We end up with three huge plates of food, any one of which would be enough to feed both of us for lunch. A plate of chicharron is heaped with fried pork, well seasoned with salt and pepper, potatoes, and rice. Good potatoes, great chicharron. We order the cabrito al horno, roasted baby goat, and receive a section of several ribs, plus two other large pieces, meaty, juicy, and basted with coriander; more potatoes and rice. We’d ordered a truly unnecessary plate of souflé de rocoto, two large, spicy rocoto peppers filled with a mixture of scrambled egg, ground beef, peas, carrots, onions, and a mix of spices. All delicious, and even with a couple of bottles of water and tip we only spent 30 soles. We’ll return.

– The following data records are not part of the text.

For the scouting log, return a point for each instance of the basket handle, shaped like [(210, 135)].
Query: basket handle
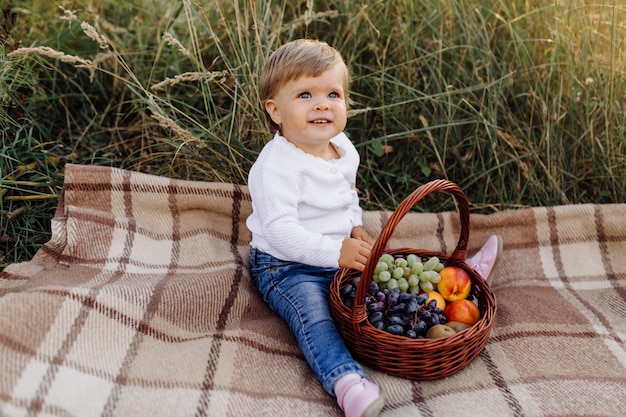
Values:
[(458, 255)]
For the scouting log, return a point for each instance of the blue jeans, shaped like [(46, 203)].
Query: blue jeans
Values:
[(299, 294)]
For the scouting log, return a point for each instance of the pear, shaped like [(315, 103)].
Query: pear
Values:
[(439, 330)]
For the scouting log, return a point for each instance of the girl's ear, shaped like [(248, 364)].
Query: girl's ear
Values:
[(272, 109)]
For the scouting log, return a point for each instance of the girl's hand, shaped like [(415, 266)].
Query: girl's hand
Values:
[(354, 253), (360, 233)]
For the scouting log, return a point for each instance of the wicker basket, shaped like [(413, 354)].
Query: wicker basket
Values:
[(416, 359)]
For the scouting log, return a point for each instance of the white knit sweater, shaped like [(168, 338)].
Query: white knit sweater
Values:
[(303, 206)]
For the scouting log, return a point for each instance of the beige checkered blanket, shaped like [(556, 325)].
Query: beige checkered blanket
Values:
[(141, 305)]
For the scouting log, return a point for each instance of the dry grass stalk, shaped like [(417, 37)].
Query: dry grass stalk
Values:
[(172, 41), (167, 123), (93, 34), (190, 77), (50, 53)]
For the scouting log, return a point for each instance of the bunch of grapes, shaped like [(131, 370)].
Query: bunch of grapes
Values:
[(397, 295), (396, 312), (409, 273)]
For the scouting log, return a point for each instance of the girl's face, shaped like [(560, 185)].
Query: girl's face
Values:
[(311, 110)]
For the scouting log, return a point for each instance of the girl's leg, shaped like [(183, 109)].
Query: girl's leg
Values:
[(299, 294)]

In the afternoon we spend a bit of time checking at other tour agencies, as planned, and find that everyone offers pretty much the same tours, unless you’re into hiking, biking, horseback riding, or rafting. We’ve decided on more straightforward bus tours – we want a guide for the information (or at least I do, more later…), a nice comfortable bus for sites that are often hours apart, and the prices are decent. We book the three major tours – a city and surrounds tour for Monday, a Sacred Valley tour for Tuesday, and Machu Picchu for Wednesday. We decide against the continuous connection option that essentially takes you on three days hooked up in a row – you end up seeing the same things, but staying in small hostels somewhere between the various sites. It’s less time traveling back and forth to the city, but we’ve already paid for a hotel, and we want some time to explore the city and food rather than eating at local diners and pizza places in small towns (which, the agent tells us is what’s pretty much available in the outlying communities). For food, she, and everyone else we’ve talked to, has pretty much told us to stay in town.
We spend more time wandering the streets, do a little shopping, take a nap back at the hotel, decide that we’re dead tired and since we have to get up early for a tour the next day, we have a light dinner in the hotel’s restaurant – very “continental” food, clearly geared around tourists who aren’t feeling adventurous, and for some reason, they’re out of all their pastas except one – which Henry orders, some simple tallarines with vegetables and chicken, I have the chicken cordon bleu – both are fine but nothing special and not worth the hotel restaurant’s exorbitant prices. We head off to bed and get a good night’s sleep.